Bear tracks in the road on the way to Heart Lake
During our recent trip to Lassen, we decided to take a hike outside the park to a small lake to the West called Heart Lake. We'd read about both the lake and the hike in a few places, and were really looking forward to the experience. Of course, since there were two routes to the lake, we decided to try for the slightly more difficult route that offered better scenery.
But the whole area had been logged a few years ago, and there was no real sign of a trail. A dirt road led up into the forest, and we followed that for about half a mile. Then it ended in a clearing. The bears tracks above were on this road. We poked around the edges of the clearing, and found a D9 track that seemed to lead in the right direction.

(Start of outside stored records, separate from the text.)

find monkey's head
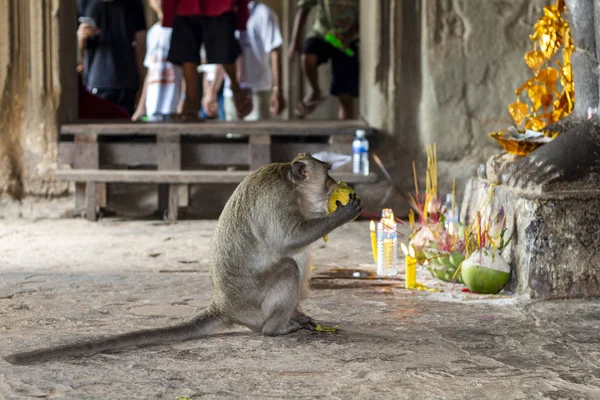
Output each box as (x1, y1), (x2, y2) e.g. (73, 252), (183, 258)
(290, 153), (338, 215)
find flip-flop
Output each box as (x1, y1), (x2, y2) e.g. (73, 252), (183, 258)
(233, 89), (253, 119)
(294, 96), (327, 118)
(173, 112), (204, 123)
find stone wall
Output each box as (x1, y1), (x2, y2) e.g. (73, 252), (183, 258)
(361, 0), (553, 216)
(0, 0), (77, 199)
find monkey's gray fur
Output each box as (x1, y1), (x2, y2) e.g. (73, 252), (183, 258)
(5, 153), (362, 364)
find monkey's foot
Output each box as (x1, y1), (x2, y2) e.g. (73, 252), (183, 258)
(292, 313), (317, 331)
(501, 119), (600, 191)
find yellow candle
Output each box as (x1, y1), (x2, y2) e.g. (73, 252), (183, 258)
(369, 221), (377, 263)
(401, 243), (417, 289)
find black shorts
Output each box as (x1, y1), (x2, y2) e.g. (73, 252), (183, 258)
(167, 12), (241, 65)
(304, 37), (359, 97)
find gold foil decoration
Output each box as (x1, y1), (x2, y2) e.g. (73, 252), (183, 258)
(542, 93), (554, 110)
(527, 85), (548, 111)
(525, 50), (546, 74)
(537, 67), (560, 91)
(492, 0), (575, 144)
(525, 117), (546, 132)
(508, 101), (529, 125)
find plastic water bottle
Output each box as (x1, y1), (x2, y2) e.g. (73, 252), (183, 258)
(377, 208), (398, 277)
(352, 129), (369, 175)
(444, 194), (459, 233)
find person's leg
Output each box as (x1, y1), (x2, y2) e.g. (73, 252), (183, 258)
(202, 12), (252, 119)
(118, 89), (136, 115)
(167, 16), (202, 121)
(296, 37), (335, 117)
(223, 97), (238, 121)
(244, 90), (271, 121)
(331, 41), (359, 119)
(302, 53), (321, 101)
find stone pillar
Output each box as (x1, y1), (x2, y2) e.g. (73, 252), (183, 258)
(0, 0), (78, 198)
(360, 0), (553, 214)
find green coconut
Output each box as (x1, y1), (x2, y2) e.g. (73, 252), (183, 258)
(423, 248), (465, 283)
(461, 249), (510, 294)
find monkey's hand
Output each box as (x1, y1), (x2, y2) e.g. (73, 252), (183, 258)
(335, 193), (362, 222)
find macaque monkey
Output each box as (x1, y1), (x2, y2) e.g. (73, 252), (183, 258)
(5, 153), (362, 364)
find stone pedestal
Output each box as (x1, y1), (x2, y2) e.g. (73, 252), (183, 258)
(461, 178), (600, 299)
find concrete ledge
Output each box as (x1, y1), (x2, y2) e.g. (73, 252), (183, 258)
(461, 179), (600, 299)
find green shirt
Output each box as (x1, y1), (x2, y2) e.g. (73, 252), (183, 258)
(298, 0), (359, 37)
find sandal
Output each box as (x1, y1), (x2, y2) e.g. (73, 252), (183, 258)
(233, 89), (253, 120)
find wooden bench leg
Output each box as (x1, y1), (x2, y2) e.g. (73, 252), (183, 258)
(85, 182), (97, 221)
(156, 135), (181, 221)
(73, 134), (100, 215)
(167, 185), (179, 221)
(248, 135), (271, 171)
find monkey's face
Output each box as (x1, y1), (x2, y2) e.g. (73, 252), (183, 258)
(292, 153), (338, 215)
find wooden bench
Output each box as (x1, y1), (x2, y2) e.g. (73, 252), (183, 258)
(55, 120), (376, 219)
(54, 169), (377, 221)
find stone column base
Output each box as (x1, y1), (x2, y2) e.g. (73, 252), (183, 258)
(461, 178), (600, 299)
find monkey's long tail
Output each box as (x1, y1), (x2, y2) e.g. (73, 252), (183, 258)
(4, 307), (229, 364)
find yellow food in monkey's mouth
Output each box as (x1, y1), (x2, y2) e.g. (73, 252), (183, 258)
(323, 181), (358, 242)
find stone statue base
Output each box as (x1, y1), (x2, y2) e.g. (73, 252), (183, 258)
(461, 177), (600, 299)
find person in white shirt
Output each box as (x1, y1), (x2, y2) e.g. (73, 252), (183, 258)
(213, 1), (286, 121)
(131, 0), (185, 121)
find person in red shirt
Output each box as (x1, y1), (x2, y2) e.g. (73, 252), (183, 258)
(163, 0), (252, 120)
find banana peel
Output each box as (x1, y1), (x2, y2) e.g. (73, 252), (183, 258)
(323, 181), (358, 243)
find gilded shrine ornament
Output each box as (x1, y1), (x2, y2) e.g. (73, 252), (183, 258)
(490, 0), (575, 155)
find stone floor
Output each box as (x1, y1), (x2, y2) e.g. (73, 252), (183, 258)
(0, 219), (600, 400)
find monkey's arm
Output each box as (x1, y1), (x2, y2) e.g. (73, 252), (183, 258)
(286, 195), (362, 252)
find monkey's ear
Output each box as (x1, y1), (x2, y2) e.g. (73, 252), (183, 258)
(292, 161), (308, 180)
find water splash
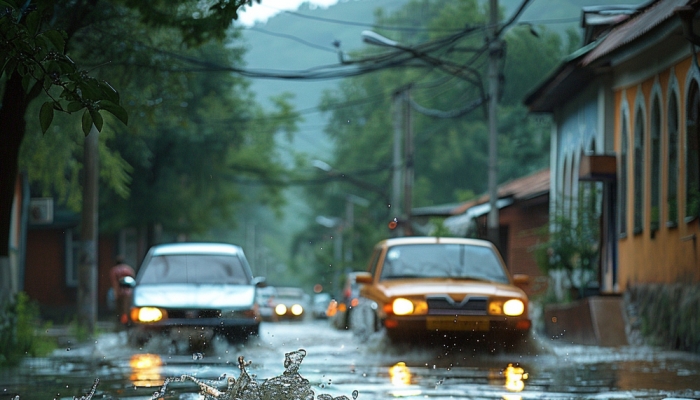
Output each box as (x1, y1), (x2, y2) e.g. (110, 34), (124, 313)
(14, 349), (350, 400)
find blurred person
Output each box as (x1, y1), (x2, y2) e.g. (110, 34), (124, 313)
(109, 255), (136, 324)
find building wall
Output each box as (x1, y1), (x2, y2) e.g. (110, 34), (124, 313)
(499, 196), (549, 294)
(24, 229), (116, 320)
(614, 57), (700, 290)
(24, 229), (75, 307)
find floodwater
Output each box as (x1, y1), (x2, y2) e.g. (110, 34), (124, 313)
(0, 320), (700, 400)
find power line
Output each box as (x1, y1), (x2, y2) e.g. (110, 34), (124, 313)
(248, 28), (338, 53)
(280, 10), (468, 32)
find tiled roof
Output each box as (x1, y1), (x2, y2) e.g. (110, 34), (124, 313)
(452, 168), (549, 215)
(581, 0), (690, 66)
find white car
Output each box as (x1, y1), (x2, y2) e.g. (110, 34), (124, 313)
(124, 243), (264, 344)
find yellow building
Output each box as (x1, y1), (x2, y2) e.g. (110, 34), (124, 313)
(525, 0), (700, 293)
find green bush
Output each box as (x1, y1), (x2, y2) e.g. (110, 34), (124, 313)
(627, 283), (700, 353)
(0, 292), (56, 366)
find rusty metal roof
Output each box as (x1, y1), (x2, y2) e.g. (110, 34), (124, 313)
(581, 0), (692, 66)
(452, 168), (549, 215)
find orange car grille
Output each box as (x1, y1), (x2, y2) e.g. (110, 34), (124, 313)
(168, 310), (221, 318)
(426, 296), (488, 315)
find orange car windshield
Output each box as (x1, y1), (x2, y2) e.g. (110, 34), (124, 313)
(380, 243), (508, 283)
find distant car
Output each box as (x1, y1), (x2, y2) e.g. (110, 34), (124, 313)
(311, 293), (331, 319)
(273, 287), (310, 320)
(256, 286), (277, 321)
(350, 237), (531, 346)
(128, 243), (264, 344)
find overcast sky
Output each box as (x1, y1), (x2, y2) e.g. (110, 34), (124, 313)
(238, 0), (338, 26)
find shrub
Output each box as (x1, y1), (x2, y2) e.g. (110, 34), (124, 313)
(0, 292), (56, 366)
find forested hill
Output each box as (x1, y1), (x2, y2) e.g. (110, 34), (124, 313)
(243, 0), (642, 159)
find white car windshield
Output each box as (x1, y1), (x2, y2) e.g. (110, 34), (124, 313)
(381, 243), (508, 283)
(139, 254), (249, 285)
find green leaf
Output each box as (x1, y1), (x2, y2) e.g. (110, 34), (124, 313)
(98, 81), (119, 104)
(66, 101), (83, 112)
(26, 11), (41, 36)
(90, 111), (104, 132)
(22, 74), (34, 92)
(42, 30), (66, 53)
(78, 78), (103, 100)
(98, 100), (129, 125)
(39, 101), (53, 133)
(83, 110), (92, 136)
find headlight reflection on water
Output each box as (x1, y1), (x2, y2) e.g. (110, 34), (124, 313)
(389, 362), (421, 397)
(129, 354), (165, 387)
(503, 364), (528, 400)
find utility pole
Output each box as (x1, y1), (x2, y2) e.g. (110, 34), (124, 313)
(390, 88), (405, 234)
(486, 0), (501, 249)
(78, 125), (99, 336)
(403, 85), (414, 236)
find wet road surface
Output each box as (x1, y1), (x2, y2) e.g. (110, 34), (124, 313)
(0, 320), (700, 400)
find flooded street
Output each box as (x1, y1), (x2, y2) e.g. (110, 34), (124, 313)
(0, 320), (700, 400)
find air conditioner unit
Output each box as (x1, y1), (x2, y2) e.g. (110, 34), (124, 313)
(29, 197), (53, 225)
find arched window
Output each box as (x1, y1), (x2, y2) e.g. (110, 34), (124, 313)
(633, 108), (644, 233)
(666, 93), (679, 227)
(685, 81), (700, 219)
(617, 113), (629, 236)
(649, 96), (661, 231)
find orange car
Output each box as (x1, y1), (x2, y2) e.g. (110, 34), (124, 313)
(351, 237), (531, 345)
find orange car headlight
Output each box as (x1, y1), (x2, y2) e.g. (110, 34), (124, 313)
(489, 299), (525, 317)
(131, 307), (167, 324)
(503, 299), (525, 317)
(391, 298), (413, 315)
(291, 304), (304, 316)
(275, 304), (287, 315)
(391, 297), (428, 315)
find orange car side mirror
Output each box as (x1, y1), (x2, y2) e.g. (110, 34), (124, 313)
(355, 272), (372, 284)
(513, 274), (530, 287)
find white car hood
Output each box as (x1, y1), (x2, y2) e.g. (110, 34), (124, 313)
(134, 284), (255, 310)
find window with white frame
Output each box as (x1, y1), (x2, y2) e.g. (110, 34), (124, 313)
(649, 96), (661, 232)
(685, 80), (700, 221)
(633, 107), (644, 234)
(617, 112), (629, 236)
(666, 92), (679, 227)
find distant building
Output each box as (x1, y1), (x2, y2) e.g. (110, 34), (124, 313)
(411, 169), (550, 294)
(525, 0), (700, 293)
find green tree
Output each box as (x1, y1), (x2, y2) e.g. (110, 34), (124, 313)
(292, 0), (565, 278)
(0, 0), (260, 298)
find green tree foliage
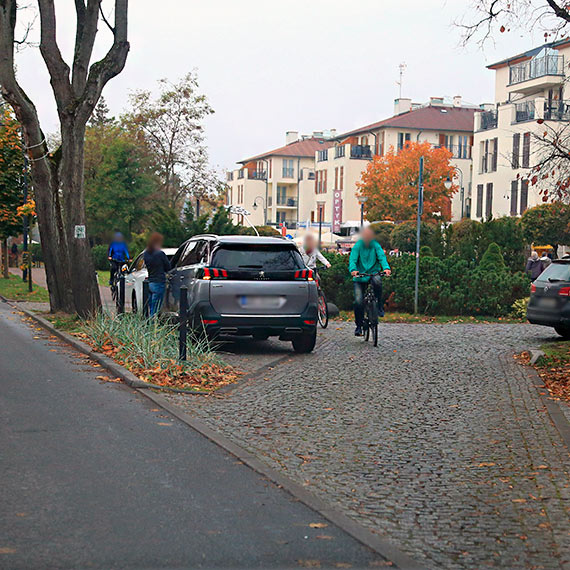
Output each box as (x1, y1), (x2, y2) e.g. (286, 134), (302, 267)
(85, 123), (157, 241)
(521, 202), (570, 250)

It wasn't exactly the hike we were expecting. The route was criss-crossed with D9 tracks, bits of ribbon, and logging refuse. Still, we continued by compass and available route for about another mile.
And then we came to the edge of the logging tract, and the landscape changed completely. Instead of open understory with medium and small sized trees, we were now in an impenetrable thicket of rocks. underbrush. and downed trees. No fun there.

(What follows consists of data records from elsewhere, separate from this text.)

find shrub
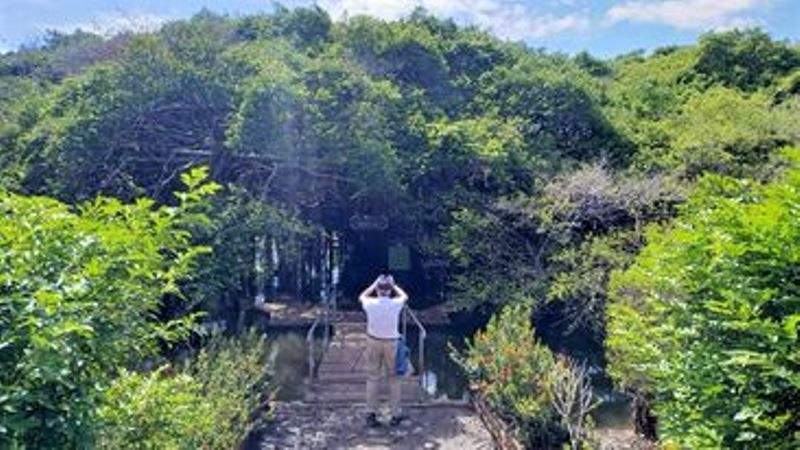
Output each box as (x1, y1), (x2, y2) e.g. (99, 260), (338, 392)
(0, 171), (215, 448)
(607, 151), (800, 448)
(454, 303), (563, 448)
(98, 331), (270, 449)
(98, 366), (214, 450)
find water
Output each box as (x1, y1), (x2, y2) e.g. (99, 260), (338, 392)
(267, 329), (321, 401)
(267, 327), (630, 428)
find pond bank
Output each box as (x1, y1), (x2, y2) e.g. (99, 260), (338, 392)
(254, 402), (494, 450)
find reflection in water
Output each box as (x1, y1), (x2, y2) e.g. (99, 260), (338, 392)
(267, 330), (308, 400)
(268, 327), (630, 428)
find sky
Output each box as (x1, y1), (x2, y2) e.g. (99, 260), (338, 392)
(0, 0), (800, 57)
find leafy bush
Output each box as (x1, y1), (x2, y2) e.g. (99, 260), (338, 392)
(185, 330), (273, 448)
(0, 170), (216, 448)
(607, 151), (800, 448)
(454, 303), (563, 448)
(98, 366), (216, 449)
(98, 331), (269, 449)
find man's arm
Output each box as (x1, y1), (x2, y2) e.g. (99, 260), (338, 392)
(358, 277), (380, 303)
(393, 283), (408, 303)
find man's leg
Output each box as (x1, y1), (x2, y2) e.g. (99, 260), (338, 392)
(383, 341), (403, 418)
(364, 336), (383, 414)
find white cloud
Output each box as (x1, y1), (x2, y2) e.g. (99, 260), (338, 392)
(606, 0), (768, 29)
(40, 11), (175, 36)
(317, 0), (590, 40)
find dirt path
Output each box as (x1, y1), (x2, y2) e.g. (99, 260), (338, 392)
(261, 402), (494, 450)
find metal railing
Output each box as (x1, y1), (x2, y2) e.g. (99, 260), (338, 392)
(402, 306), (428, 392)
(306, 288), (336, 381)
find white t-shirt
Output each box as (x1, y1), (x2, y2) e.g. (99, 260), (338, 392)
(361, 297), (405, 339)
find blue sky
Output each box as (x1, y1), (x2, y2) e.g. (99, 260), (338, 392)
(0, 0), (800, 56)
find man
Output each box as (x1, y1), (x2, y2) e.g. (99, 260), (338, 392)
(359, 275), (408, 427)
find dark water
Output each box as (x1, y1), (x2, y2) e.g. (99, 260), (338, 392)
(267, 327), (630, 428)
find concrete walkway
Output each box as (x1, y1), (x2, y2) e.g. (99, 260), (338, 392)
(261, 402), (494, 450)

So we pulled out our compass and tried to work out a new route. There seemed to be an easier path a bit to the North, so we went there. And followed that up a steep ridge through boulders and brush. At the top, we found a cairn. And then two more. Aha!

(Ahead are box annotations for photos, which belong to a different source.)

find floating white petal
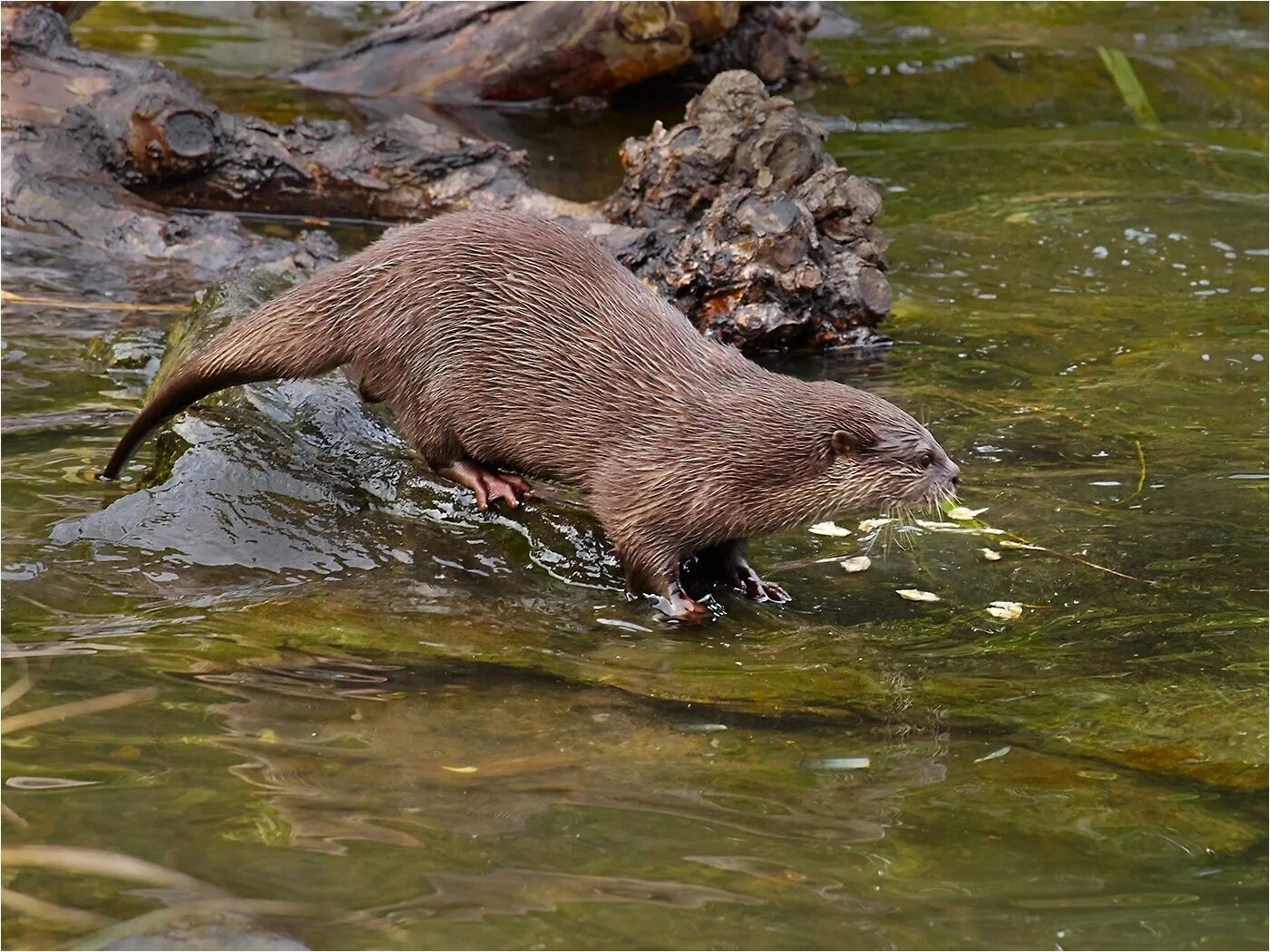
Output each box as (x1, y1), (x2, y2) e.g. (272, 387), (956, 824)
(860, 518), (895, 532)
(807, 521), (851, 536)
(987, 602), (1023, 622)
(895, 589), (940, 602)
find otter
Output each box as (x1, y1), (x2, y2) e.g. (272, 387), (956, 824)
(102, 212), (959, 622)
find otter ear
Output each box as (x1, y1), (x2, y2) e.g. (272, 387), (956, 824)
(829, 426), (877, 456)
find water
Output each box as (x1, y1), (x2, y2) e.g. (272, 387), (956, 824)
(3, 4), (1270, 948)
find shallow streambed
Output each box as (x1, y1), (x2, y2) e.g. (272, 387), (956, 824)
(3, 4), (1270, 948)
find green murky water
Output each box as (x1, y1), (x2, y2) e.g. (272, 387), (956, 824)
(3, 4), (1270, 948)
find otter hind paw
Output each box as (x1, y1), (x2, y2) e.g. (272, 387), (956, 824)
(438, 460), (533, 511)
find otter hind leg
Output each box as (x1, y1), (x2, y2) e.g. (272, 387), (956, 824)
(610, 533), (711, 625)
(433, 460), (532, 511)
(698, 539), (790, 603)
(396, 405), (533, 511)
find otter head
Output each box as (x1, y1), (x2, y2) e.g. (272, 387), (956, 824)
(820, 387), (962, 510)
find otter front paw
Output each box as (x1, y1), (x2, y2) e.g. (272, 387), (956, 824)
(655, 585), (711, 625)
(742, 571), (791, 603)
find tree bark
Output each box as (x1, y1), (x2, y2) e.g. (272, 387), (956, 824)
(288, 0), (818, 102)
(3, 7), (890, 350)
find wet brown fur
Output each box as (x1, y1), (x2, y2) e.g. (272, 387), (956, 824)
(103, 212), (956, 615)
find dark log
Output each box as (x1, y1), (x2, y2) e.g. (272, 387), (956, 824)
(3, 9), (890, 350)
(0, 6), (581, 289)
(288, 0), (818, 102)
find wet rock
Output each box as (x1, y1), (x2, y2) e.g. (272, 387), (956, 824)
(288, 1), (819, 102)
(604, 73), (890, 350)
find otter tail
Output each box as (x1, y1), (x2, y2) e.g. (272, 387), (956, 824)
(101, 292), (349, 480)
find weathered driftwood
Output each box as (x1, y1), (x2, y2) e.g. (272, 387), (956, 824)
(3, 6), (572, 293)
(3, 7), (890, 350)
(604, 71), (890, 349)
(288, 0), (818, 102)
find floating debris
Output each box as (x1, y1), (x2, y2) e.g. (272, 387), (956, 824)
(974, 746), (1012, 764)
(860, 517), (895, 532)
(5, 777), (101, 790)
(807, 521), (851, 536)
(803, 756), (869, 771)
(670, 724), (728, 733)
(913, 520), (960, 532)
(895, 589), (940, 602)
(987, 602), (1023, 622)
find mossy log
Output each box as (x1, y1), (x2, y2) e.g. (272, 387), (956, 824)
(3, 7), (890, 350)
(288, 0), (819, 102)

The only problem was, we never found cairns four and five. They first three lead up the ridge even higher, and the going became really rough. And so we went North again, where we could see a more open area. That led us to a creek, that might or might not lead us to the lake. There were two creeks in this area--only one of them leads to Heart Lake.
But the creek only offered a brief respite, before we ran into another steep and difficult section. We poked around for another route, but our heart (sorry) wasn't in it. We were scheduled to cook dinner that night for the whole crew (25 people) and we didn't want to spend any more time wandering in the wilderness. We had bellies to fill. That's M following the rocky creekbed...thinking that it was time to start heading for the camp.
So we turned around and tried to trace our route back to the car. We found our first landmark, and then our second. And then we knew we had to work our way South and West, so we did. And just when we found what we thought was the very first clearing at the end of the road, we realized that it wasn't. It was a different clearing--and we were almost back at the main road out of the forest, right at a road marked #9. We had entered on road #12.
Hmmm. Which way should we go? We turned left, convinced that we needed to go further South. But after a few hundred yards, we guessed that we had overshot our goal, and turned around. A few hundred yards on the OTHER side of road #9 and came to another road...and it was not #12. In fact, it had no number at all.
Now we were confused indeed!
OK. Logic prevailed. M took her car keys and continued North. P took his car keys and went South again, passing road #9 and continuing on. About seventy-five yards past the first place we turned around, he found the car. And he hopped in it to rescue M in time to cook dinner for the crowd.
Disappointed? Yeah, we would have loved to seen Heart Lake. Humbled? Just a bit. Walking in a dense forest with no landmarks is always a bit tricky, and we probably could have done a better job of tracking our way in and out. Wishing we had a GPS? This is one example of how a GPS would really make things a lot easier.